Eusèbe de Nicomédie

évêque de Nicomédie

Eusèbe de Nicomédie
Biographie
NaissanceIIIe siècle
Décès
Constantinople
Évêque de l'Église catholique
Dernier titre ou fonctionÉvêque de Constantinople
Constantinople
v. 338 – v. 341
Nicomédie
v. 318 – v. 338
Bérytos
? – v. 318

(en) Notice sur www.catholic-hierarchy.org

Eusèbe de Nicomédie, mort à Constantinople en 341, est une personnalité influente du christianisme ancien, qui jouit d'un grand crédit auprès des empereurs Constantin Ier et Constance II.

Élève de Lucien d'Antioche, professant un arianisme subordinatianiste homéen, il prend part aux querelles religieuses qui agitent les églises chrétiennes du IVe siècle en défendant le prêtre Arius.
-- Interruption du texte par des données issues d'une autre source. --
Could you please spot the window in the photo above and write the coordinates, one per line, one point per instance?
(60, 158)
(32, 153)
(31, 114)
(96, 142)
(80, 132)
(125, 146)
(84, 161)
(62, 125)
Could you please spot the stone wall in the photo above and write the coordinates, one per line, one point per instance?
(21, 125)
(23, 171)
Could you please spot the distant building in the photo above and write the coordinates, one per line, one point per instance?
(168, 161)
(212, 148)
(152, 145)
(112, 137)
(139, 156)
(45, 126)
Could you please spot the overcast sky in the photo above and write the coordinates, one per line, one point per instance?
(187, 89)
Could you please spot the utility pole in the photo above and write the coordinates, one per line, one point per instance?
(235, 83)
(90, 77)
Évêque de Bérytos, de Nicomédie puis de Constantinople, c'est lui qui baptise l'empereur Constantin sur son lit de mort en 337.

Biographie

Les origines

La date et le lieu de naissance d'Eusèbe sont inconnus. On sait qu'il a été l'élève de Lucien d'Antioche, avec d'autres « colucianistes » au nombre desquels on compte le prêtre alexandrin Arius[1] et Eusèbe de Césarée qui se réfèrent également à l'enseignement d'Origène[2]. Il est vraisemblablement apparenté à un préfet du prétoire[3] du nom de Julius Julianus[4].
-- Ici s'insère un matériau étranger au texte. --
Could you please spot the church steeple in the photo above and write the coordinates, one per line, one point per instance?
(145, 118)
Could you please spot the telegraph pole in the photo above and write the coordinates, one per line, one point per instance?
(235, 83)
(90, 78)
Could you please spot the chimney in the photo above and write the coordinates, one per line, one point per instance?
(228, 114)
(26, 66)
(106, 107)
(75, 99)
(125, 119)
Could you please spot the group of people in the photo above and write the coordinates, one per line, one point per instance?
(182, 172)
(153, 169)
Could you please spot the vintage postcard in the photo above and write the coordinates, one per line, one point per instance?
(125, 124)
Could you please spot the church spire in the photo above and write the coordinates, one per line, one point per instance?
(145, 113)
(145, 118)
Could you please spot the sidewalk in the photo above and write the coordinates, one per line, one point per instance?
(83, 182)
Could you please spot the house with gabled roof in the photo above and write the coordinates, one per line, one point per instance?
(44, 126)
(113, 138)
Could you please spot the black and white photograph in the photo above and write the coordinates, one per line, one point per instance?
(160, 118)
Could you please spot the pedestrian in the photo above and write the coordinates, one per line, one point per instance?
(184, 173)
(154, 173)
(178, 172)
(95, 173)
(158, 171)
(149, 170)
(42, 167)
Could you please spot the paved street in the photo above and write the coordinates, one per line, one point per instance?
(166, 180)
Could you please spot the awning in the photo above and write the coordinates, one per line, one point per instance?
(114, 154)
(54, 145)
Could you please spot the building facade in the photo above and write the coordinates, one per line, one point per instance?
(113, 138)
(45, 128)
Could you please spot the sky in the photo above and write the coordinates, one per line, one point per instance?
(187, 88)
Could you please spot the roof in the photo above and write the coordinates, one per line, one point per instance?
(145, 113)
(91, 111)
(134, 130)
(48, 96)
Eusèbe est le premier évêque attesté de Berytos (Beyrouth) qui abrite à l'époque une école de droit réputée[5]. Peu avant 318[6], estimant trop modeste son siège[5], il obtient son transfert à Nicomédie dont le siège épiscopal est devenu vacant et où réside alors l’empereur Licinius[6]. Il y déploie une importante activité dans une ville dont la communauté chrétienne se relève énergiquement de la persécution de 303[7].

Début de la crise arienne

(it) Limes Orientalis en 336

Quand éclate la crise arienne — peut être vers 318 et au plus tard en 323[8] —, il prend son ancien condisciple Arius sous sa protection, dont il reçoit la première lettre conservée au sujet de sa querelle théologique et disciplinaire avec Alexandre d'Alexandrie[9]. Ce soutien provoque l'hostilité de ce dernier[6], qui a fait condamner et excommunier Arius et ses partisans lors d'un synode local en 321, et Eusèbe se retrouve accusé par Alexandre d'avoir abandonné son siège de Beyrouth contre la tradition de l'Église[10].

De son côté, Eusèbe initie une campagne de lettres hostiles à Alexandre[6] qui, essayant de rallier le plus grand nombre de prélats possible à la profession de foi arienne[10], étend la portée de ce qui n'était jusqu'alors un conflit local à l’ensemble de l'Orient[11]. Eusèbe convie un synode dans sa ville, réunissant des évêques de Bithynie, de Syrie et de Palestine qui valident la communion d'Arius et demande à l'évêque d'Alexandrie de faire de même, ce que celui-ci refuse évidemment[10], estimant son autorité épiscopale et la discipline ecclésiastique bafouées par son collègue : en effet, selon la tradition attestée par une disposition du concile d'Elvire[12], une sanction imposée par un prélat dans sa juridiction devait s'imposer à l'ensemble de la hiérarchie[13].

Défaite de Nicée

À Nicomédie, Eusèbe s'est lié d'amitié avec l'épouse de Licinius, Constantia, demi-sœur de l'empereur Constantin. En 324, c'est Eusèbe qui accompagne celle-ci auprès de son demi-frère lorsqu'elle sollicite et obtient la grâce pour son époux Licinius, définitivement vaincu après la bataille de Chrysopolis[14]. À partir de cette date, Nicomédie devient la capitale ad interim de Constantin ainsi que sa résidence principale jusqu'en 330[15].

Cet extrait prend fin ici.